According to volunteer Barbara DiGuido, in the 1990s Elmhurst native artistic director-writer-performer-Little Person Tekki Lomnicki of Tellin’ Tales Theatre was asked by Chicago’s then first lady Maggie Daley to offer a theatrical program for kids with and without disabilities for After School Matters.
That effort spawned a yearly original Tellin’ Tales Theatre production (with music/lyrics) written and performed by six middle school kids and their six adult theatre mentors with and without disabilities called Six Stories Up!
This year’s production features one of Bolingbrook’s own, Miles Wilson, a seventh-grader at Jane Addams Middle School who also plays trumpet in the Mustang marching band.
The mission of Tellin’ Tales Theatre is to shatter barriers between the disabled and
non-disabled worlds through the transformative power of personal story. The group said it brings together children and adults from both communities to share their stories in theatrically innovative productions and programs to promote awareness, understanding and acceptance. Artistic Director Tekki Lomnicki led storytelling programs for Gallery 37 and After School Matters for more than a decade.
DiGuido said the idea for the initial Six Stories Up came from her work with these programs, which included students with and without disabilities. Lomnicki, herself a person with a disability, took the process a step further to include adult mentors with disabilities. Six Stories Up in Haunted Chicago is a result of this mix, and strives to remove all barriers between artists, including race, ethnicity, gender, age and ability.

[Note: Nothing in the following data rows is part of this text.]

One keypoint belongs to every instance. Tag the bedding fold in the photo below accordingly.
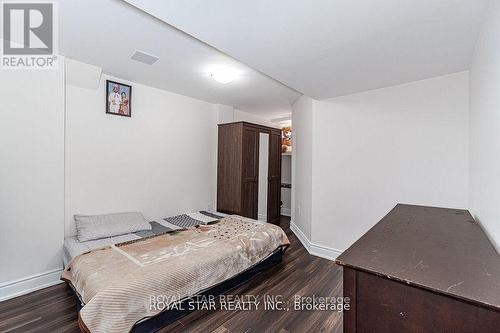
(119, 284)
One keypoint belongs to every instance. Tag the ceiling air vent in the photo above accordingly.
(144, 57)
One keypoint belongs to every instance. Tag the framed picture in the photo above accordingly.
(118, 99)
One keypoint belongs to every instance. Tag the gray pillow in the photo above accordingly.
(89, 227)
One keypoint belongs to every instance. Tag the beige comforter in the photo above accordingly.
(119, 283)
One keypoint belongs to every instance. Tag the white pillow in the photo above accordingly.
(89, 227)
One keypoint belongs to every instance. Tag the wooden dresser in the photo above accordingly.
(422, 269)
(238, 170)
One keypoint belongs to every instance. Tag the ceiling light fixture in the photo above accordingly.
(223, 75)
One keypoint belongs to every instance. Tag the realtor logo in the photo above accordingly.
(28, 34)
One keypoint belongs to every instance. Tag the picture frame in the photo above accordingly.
(118, 99)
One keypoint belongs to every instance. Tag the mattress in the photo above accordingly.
(126, 283)
(72, 247)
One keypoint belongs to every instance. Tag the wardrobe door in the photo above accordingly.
(274, 178)
(250, 172)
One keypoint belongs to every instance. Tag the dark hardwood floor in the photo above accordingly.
(53, 309)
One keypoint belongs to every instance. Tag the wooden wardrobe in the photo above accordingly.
(238, 170)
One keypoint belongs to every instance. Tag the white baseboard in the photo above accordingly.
(28, 284)
(314, 249)
(286, 212)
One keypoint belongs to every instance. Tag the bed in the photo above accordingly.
(119, 280)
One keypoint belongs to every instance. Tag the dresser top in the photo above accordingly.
(440, 249)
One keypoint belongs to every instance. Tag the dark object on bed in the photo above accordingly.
(422, 269)
(167, 317)
(238, 170)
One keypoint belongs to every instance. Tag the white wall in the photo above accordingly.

DiGuido said the theme changes each year and “this year’s cast is truly diverse ethnically and ability-wise.”
In Six Stories Up in Haunted Chicago, Wilson plays the character of “Skye” and worked with mentor Di Reed of Austin (Chicago) who plays the spirit of Malcolm X.
“My favorite part of Six Stories Up is learning to act out the script,” Wilson said of his first acting experience.
This year’s Six Stories Up in Haunted Chicago is the final production of Tellin’ Tales Theatre’s 21st season. In July, professional theatre mentors were paired with middle school students with and without disabilities. DiGuido said each team was given the mission to explore overcoming difference in their lives. In early August, mentors and their apprentices came together to present their vignettes; a final script was then drafted by Lomnicki and Matthew Kopp.
Six Stories Up in Haunted Chicago finds kids on a ghost tour that takes a turn toward the scary when they stop at Resurrection Cemetery. The ghosts of important figures in Chicago history meet up with the kids at Resurrection Cemetery and have a lot to say about the current state of our city. The spirits include Al Capone, John Belushi, Resurrection Mary, Malcolm X, Mary Garden and Lorraine Hansberry. The result is a hilarious and often moving musical peppered with personal stories told by students and adults with cerebral palsy, blindness and dwarfism, as well as their non-disabled peers.
Performed at the Filament Theater, 4041 N. Milwaukee Ave., Chicago, the play runs at 7:30 p.m. Oct. 13, 14, 20 and 21; and at 2 p.m. Oct. 15 and 22. A sign language interpreted and audio described show will be held Oct. 15.
Tickets are $20 for adults and $15 for students. Group rates are available. For tickets, call 1-312-540-1330 or visit tellintales.org.
Six Stories Up in Haunted Chicago is geared toward adults and children age nine and up.The show length is approximately 90 minutes with one intermission.